In terms of a wildcard query, that would be *f*t*i*
, so we could use the standard LIFTI query parser to do just that:
1foreach (var item in index.Search("*f*t*i*"))
2{
3 Console.WriteLine(item.Key);
4}
5
6// Prints:
7// FullTextIndex
8// IFullTextIndex
Alternatively we can skip the query parser and build our own Query
object (note that because we’re skipping the query parser, we need to uppercase the search text to match the indexed characters):
1var query = new Query(
2 new WildcardQueryPart(
3 WildcardQueryFragment.MultiCharacter,
4 WildcardQueryFragment.CreateText("F"),
5 WildcardQueryFragment.MultiCharacter,
6 WildcardQueryFragment.CreateText("T"),
7 WildcardQueryFragment.MultiCharacter,
8 WildcardQueryFragment.CreateText("I"),
9 WildcardQueryFragment.MultiCharacter));
10
11foreach (var item in index.Search(query))
12{
13 Console.WriteLine(item.Key);
14}
15
16// Prints:
17// FullTextIndex
18// IFullTextIndex
But we can do better. We can write our own IQueryParser
implementation for the index to automatically build the wildcard matching for us:
1public class CustomWildcardQueryParser : IQueryParser
2{
3 public IQuery Parse(IIndexedFieldLookup fieldLookup, string queryText, ITokenizer tokenizer)
4 {
5 // Use the default tokenizer to normalize the text so it's the same as in the index
6 queryText = tokenizer.Normalize(queryText);
7
8 var queryFragments = new List<WildcardQueryFragment>();
9
10 // Add the leading multi-character match
11 queryFragments.Add(WildcardQueryFragment.MultiCharacter);
12
13 // Add each character in the query text, with a trailing multi-character match
14 foreach (var letter in queryText)
15 {
16 queryFragments.Add(WildcardQueryFragment.CreateText(letter.ToString()));
17 queryFragments.Add(WildcardQueryFragment.MultiCharacter);
18 }
19
20 // Compose the final query
21 return new Query(new WildcardQueryPart(queryFragments));
22 }
23}
Then we just configure it as the query parser to use in the index, and query just the text that we wanted to initially, fti
:
1var index = new FullTextIndexBuilder<string>()
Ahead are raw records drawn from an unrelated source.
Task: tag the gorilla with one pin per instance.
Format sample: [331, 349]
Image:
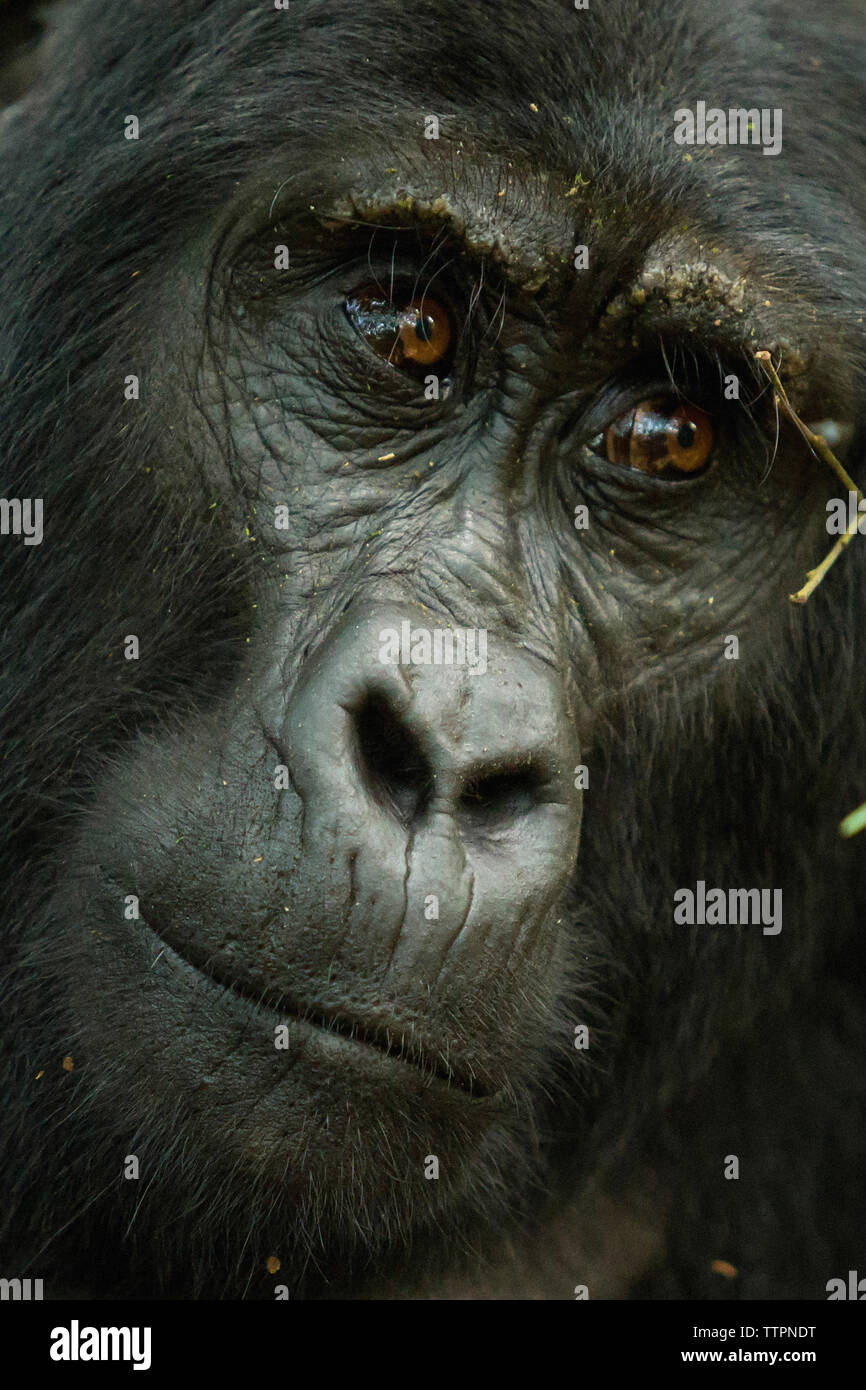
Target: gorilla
[420, 799]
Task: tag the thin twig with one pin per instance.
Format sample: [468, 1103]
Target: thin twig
[819, 445]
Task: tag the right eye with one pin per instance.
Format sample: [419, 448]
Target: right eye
[665, 437]
[413, 332]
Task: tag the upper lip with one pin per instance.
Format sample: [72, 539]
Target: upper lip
[385, 1034]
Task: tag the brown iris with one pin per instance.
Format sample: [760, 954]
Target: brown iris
[414, 334]
[662, 437]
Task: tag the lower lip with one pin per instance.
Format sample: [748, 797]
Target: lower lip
[334, 1043]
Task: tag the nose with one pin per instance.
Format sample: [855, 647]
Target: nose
[435, 770]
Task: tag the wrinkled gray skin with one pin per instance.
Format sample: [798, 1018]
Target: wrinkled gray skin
[302, 898]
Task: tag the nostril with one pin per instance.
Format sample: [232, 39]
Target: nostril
[501, 797]
[392, 765]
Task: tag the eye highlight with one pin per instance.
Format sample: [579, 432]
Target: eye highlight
[413, 334]
[663, 437]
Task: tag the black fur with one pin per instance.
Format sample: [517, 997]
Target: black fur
[602, 1168]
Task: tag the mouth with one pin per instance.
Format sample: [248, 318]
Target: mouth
[387, 1037]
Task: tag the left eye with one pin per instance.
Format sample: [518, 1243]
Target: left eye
[662, 437]
[413, 334]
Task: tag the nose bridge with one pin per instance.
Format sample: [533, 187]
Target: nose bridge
[438, 795]
[476, 560]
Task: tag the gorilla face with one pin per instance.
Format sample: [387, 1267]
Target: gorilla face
[412, 494]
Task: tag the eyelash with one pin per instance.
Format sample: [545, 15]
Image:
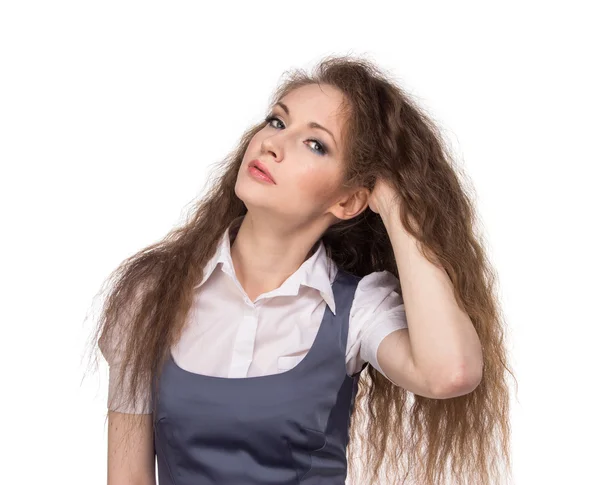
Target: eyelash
[324, 150]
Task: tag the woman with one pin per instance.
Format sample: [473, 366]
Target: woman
[328, 295]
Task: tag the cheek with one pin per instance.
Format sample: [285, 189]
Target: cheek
[316, 183]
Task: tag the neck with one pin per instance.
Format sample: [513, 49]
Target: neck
[265, 254]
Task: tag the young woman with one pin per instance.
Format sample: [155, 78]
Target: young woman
[327, 296]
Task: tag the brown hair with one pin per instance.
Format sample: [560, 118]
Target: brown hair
[399, 437]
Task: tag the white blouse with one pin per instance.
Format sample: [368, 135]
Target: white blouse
[274, 332]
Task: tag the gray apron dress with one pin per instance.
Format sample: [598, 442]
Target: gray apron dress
[289, 428]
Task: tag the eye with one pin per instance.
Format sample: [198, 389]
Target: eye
[321, 148]
[268, 120]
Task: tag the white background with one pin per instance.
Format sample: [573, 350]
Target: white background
[112, 112]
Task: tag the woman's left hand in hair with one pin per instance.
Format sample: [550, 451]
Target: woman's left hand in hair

2 .WithDefaultTokenization(o => o.CaseInsensitive())
3 .WithQueryParser(new CustomWildcardQueryParser())
4 .Build();
5
6index.BeginBatchChange();
7await index.AddAsync("QueryPart", "QueryPart");
8await index.AddAsync("ExactWordQueryPart", "ExactWordQueryPart");
9await index.AddAsync("FuzzyMatchQueryPart", "FuzzyMatchQueryPart");
10await index.AddAsync("FullTextIndex", "FullTextIndex");
11await index.AddAsync("IFullTextIndex", "IFullTextIndex");
12await index.CommitBatchChangeAsync();
13
14// Now just use the simple search terms
15foreach (var item in index.Search("fti"))
16{
17 Console.WriteLine(item.Key);
18}
19
20// Yep, it still prints:
21// FullTextIndex
22// IFullTextIndex
I’ve put together a .NET Fiddle with the final example over here for you to play with.
That’s it! Hopefully this shows how easy it can be to swap out the default query parser with something that meets your needs.